What is a moustache hair transplant?
A moustache hair transplant is a facial hair transplant procedure in which healthy hair follicles are taken from a donor area on the patient’s body and implanted into the upper lip area. The objective is to restore natural-looking moustache density with the correct angle, direction, and shape so the result blends seamlessly with surrounding facial hair. Moustache restoration is one of the most precision-dependent procedures in facial hair transplantation because the upper lip area is small, highly visible, and reads as unnatural very quickly if angles or shape are off.
Can you actually transplant a moustache?
Yes. Moustache transplantation is a well-established hair restoration procedure performed routinely at specialist clinics worldwide. The procedure relocates DHT-resistant donor follicles, the same category used to treat male pattern baldness, into the upper lip to restore moustache hair density. Once the transplanted hair follicles integrate, they grow continuously for life, behaving like the donor hair from which they were taken. A skilled surgeon designs the moustache shape to suit the patient’s face and places single hairs along the front edge for a natural appearance.
How does the procedure work?
At Eugenix, every moustache hair transplant is performed using the flagship Direct Hair Transplant (DHT) technique, an evolution of follicular unit extraction that keeps out-of-body time for each graft under 30 minutes compared to 3 to 4 hours in standard FUE. The entire procedure is performed under local anesthetic, on an outpatient basis, and typically runs 2 to 4 hours.
The doctor first designs and creates the recipient sites along the upper lip following the ADDD principle: Angle, Depth, Density, and Direction.

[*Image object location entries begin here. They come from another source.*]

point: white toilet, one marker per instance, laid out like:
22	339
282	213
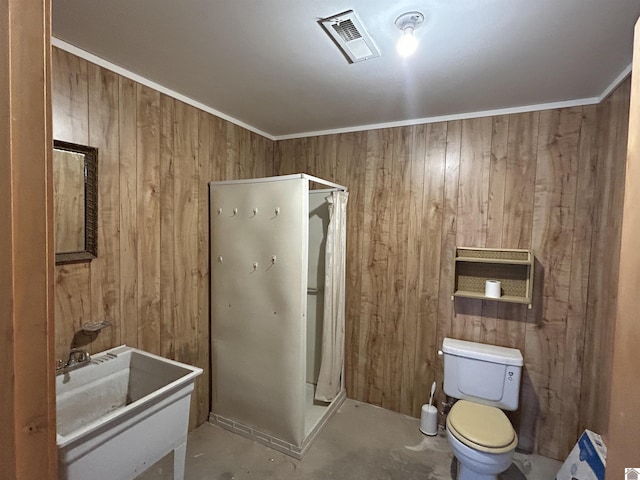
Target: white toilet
485	379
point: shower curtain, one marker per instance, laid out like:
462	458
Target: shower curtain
332	359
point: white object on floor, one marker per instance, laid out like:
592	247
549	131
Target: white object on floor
484	378
429	420
122	413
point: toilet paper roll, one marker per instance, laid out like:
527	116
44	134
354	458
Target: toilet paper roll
492	289
429	420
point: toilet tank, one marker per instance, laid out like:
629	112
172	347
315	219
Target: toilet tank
482	373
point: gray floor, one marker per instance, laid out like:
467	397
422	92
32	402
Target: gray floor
360	442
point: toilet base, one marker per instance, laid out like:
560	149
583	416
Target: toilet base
464	473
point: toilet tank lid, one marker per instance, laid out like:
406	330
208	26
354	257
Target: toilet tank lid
482	351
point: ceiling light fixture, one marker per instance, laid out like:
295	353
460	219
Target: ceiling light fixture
407	23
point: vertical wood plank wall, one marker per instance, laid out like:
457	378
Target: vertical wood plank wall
156	157
551	181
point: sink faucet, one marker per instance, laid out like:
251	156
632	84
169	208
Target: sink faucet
77	358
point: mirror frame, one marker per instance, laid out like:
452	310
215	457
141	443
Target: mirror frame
90	204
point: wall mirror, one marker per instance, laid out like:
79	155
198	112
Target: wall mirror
75	202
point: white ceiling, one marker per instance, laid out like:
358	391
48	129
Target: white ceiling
269	65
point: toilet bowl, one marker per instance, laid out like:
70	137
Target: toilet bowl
482	439
485	379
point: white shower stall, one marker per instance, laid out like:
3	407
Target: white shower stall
277	307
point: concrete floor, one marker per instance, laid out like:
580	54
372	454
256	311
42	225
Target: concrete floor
360	442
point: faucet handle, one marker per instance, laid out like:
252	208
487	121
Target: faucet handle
79	355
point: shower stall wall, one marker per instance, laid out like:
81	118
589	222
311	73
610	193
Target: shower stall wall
277	307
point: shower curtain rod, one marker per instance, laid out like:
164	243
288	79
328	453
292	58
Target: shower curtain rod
311	178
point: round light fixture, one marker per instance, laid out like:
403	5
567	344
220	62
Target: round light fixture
407	23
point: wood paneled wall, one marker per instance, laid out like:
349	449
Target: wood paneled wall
27	387
624	415
550	181
156	157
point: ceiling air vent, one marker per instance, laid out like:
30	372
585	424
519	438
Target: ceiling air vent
347	31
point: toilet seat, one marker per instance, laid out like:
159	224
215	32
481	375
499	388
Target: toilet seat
481	427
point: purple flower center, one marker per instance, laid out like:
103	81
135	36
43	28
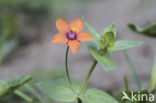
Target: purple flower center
71	35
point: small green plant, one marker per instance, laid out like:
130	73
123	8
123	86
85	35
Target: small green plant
101	47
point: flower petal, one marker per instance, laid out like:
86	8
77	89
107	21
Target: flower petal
74	46
59	39
84	36
62	25
77	24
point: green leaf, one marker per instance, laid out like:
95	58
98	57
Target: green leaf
111	28
3	88
60	90
149	31
105	62
95	35
152	84
107	40
97	96
124	44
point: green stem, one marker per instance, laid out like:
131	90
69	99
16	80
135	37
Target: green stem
23	96
79	100
132	68
144	12
66	63
85	83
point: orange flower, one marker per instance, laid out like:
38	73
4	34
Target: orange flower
71	34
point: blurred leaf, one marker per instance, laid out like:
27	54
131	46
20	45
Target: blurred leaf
19	82
39	75
60	90
3	88
105	62
111	28
152	84
13	85
132	69
97	96
149	31
124	44
95	35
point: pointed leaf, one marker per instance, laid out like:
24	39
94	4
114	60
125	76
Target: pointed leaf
97	96
105	62
95	35
124	44
60	90
149	31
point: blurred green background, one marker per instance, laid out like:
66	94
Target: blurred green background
27	26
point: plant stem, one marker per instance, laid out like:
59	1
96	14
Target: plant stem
144	12
79	100
23	96
85	83
66	63
132	68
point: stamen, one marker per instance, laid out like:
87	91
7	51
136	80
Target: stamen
71	35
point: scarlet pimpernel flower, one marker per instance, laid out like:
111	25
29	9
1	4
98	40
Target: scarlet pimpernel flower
71	34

The doctor uses a fine instrument to create tiny incisions matched precisely to the natural growth direction of moustache hair, then performs follicular unit scoring during extraction, aligning the motorized punch precisely along the angle of each donor hair before each incision. Senior surgical assistants perform graft removal from the donor sites and implantation into the pre-made recipient slits using the SAVA Implanter, a patented no-root-touch device. Extraction and implantation happen simultaneously rather than in sequence. The doctor may also assist with implantation depending on the case. The procedure is minimally invasive, with no stitches and no overnight stay required.
How many grafts are needed for a moustache hair transplant?
How many grafts a patient needs depends on the area to cover, current density, and the level of fullness targeted. Partial enhancement of a thin moustache typically requires fewer hair grafts; full reconstruction in a patient with little to no native hair needs significantly more. Most cases fall in the 200 to 600 graft range, but there is no universal number, and any responsible plan is built only after a detailed evaluation of the donor and recipient areas. The Eugenix surgical team finalises the graft plan during your initial consultation.
What is the donor area used for the procedure?
The donor area depends on the individual case. In most patients, beard hair from the cheek or below the jawline is the preferred donor because it most closely matches moustache hair in texture, calibre, and growth pattern. Patients with a full beard typically have ample donor capacity. Where beard area density is limited, scalp hair from the safe donor zone at the back and sides of the scalp area may be used selectively. Healthy follicles harvested from these donor sites integrate well into the upper lip and produce new beard hairs and moustache hairs that grow in line with the surrounding facial hair pattern. The exact donor strategy is decided during the surgical consultation.
Can a beard and moustache transplant be done together?
Yes. Many patients pursue a combined beard and moustache transplant when both areas are sparse or scarring has affected the lower face. The combined beard and moustache transplant is typically planned in a single sitting, since the donor area and the surgical team are already engaged. The combined approach also helps the surgeon design a coherent overall shape rather than restoring one area in isolation. A standalone beard transplant uses the same DHT technique and the same donor zones, and a standalone moustache restoration follows similar principles. Patients who have already had a beard transplant elsewhere can still pursue moustache restoration as a second sitting; in such cases, the beard transplant history is reviewed in consultation so the surgeon can adjust the plan to account for prior donor extraction.